S’agissant des Nations Unies, le terme peut être appréhendé sous un double prisme : d’abord sous un prisme minimaliste, c’est-à-dire dans un sens restreint. A cet effet, les Nations Unies renvoient alors précisément à l’Organisation des Nations Unies (ONU) qui est une organisation créée par la Charte de San Francisco du 26 juin 1945 et entrée en vigueur le 24 octobre 1945. Conformément à l’article 7 de la Charte de l’Organisation, celle-ci comprend des organes principaux (au nombre de six) et des organes subsidiaires qui sont des organes créés par les organes principaux (c’est le cas par exemple du PNUD, du PNUE, de l’UNICEF, de la CNUCED, etc.).
Ensuite, le terme Nations Unies peut être appréhendé sous le prisme maximaliste, c’est-à-dire dans un sens large. Ici, les Nations Unies désignent alors ce que l’on nomme le système des Nations Unies. Il y a une nette différence entre organisation des Nations Unies et système des Nations Unies. Alors que l’ONU est une organisation internationale à part entière, le système des Nations Unies désigne l’ensemble constitué par l’ONU et les institutions spécialisées des Nations Unies, c’est-à-dire un ensemble d’organisations internationales à part entière, mais qui ont décidé d’harmoniser leurs actions avec l’ONU dans le cadre du système des Nations Unies (c’est le cas par exemple de l’OIT, de l’UNESCO, du FMI, de la Banque mondiale, etc.). Une telle harmonisation entre les activités de l’ONU et celles des institutions spécialisées est assurée par le Conseil économique et social des Nations Unies. En effet, conformément à l’article 63 de la Charte des Nations Unies, « le Conseil économique et social peut conclure avec toute institution [spécialisée] des accords fixant les conditions dans lesquelles cette institution sera reliée à l’Organisation (…) Il peut coordonner l’activité des institutions spécialisées en se concertant avec elles, en leur adressant des recommandations, ainsi qu’en adressant des recommandations à l’Assemblée générale et aux Membres des Nations Unies ».

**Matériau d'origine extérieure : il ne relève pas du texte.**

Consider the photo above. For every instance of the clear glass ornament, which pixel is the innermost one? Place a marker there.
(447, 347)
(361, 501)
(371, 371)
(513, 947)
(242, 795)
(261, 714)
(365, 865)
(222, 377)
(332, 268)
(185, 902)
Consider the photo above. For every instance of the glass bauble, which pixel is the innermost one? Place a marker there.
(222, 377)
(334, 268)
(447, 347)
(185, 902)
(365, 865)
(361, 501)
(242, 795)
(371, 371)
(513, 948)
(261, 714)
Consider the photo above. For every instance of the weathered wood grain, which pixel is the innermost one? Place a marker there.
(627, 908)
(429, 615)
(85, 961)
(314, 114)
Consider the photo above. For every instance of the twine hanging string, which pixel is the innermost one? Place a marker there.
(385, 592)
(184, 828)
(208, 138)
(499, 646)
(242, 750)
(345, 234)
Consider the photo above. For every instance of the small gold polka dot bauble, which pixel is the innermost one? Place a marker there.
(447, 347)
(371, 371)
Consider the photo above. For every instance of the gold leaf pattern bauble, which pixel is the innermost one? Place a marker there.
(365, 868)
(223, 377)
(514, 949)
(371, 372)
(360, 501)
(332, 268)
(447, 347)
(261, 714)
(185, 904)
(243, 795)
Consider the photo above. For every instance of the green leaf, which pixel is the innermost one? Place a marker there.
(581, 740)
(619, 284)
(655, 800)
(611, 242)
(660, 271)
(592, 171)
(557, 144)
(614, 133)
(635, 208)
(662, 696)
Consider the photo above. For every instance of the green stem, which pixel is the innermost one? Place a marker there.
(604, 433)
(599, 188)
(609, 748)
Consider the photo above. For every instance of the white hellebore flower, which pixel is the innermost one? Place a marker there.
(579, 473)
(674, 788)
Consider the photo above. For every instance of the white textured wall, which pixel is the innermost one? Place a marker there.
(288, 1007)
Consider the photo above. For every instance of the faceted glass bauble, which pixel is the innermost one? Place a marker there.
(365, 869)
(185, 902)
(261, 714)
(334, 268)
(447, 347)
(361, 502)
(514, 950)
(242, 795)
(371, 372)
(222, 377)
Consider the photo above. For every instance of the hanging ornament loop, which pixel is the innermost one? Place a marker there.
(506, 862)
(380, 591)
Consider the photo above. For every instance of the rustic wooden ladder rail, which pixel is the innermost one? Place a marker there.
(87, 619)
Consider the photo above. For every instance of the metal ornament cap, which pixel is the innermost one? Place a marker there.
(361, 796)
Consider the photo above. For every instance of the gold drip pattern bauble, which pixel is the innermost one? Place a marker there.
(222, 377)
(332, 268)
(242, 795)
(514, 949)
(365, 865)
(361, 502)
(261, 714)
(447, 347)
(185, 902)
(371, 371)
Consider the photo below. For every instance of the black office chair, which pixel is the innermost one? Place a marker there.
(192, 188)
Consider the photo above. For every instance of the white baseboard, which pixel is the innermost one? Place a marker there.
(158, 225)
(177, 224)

Ces précisions étant faites, il nous semble plus pertinent de retenir ici le terme de Nations Unies dans son acception large, c’est-à-dire en tant que système des Nations Unies et ne pas se limiter exclusivement à l’ONU, dans la mesure où seule une action concertée entre l’ONU et les institutions spécialisées peut garantir l’effectivité des missions des Nations Unies.
Dès lors, la présentation qui va suivre s’articulera autour de deux principales questions qui en inspireront l’ossature : pourquoi réformer les Nations Unies ? Comment réformer les Nations Unies ? A ces deux questions nous apporterons bien évidemment une double réponse. Dans un premier moment nous montrerons les faiblesses des Nations Unies qui, de ce point de vue, justifient la réforme (I) et dans un second moment nous nous attarderons sur les voies ou les axes d’une réforme des NU afin d’en garantir l’efficacité (II).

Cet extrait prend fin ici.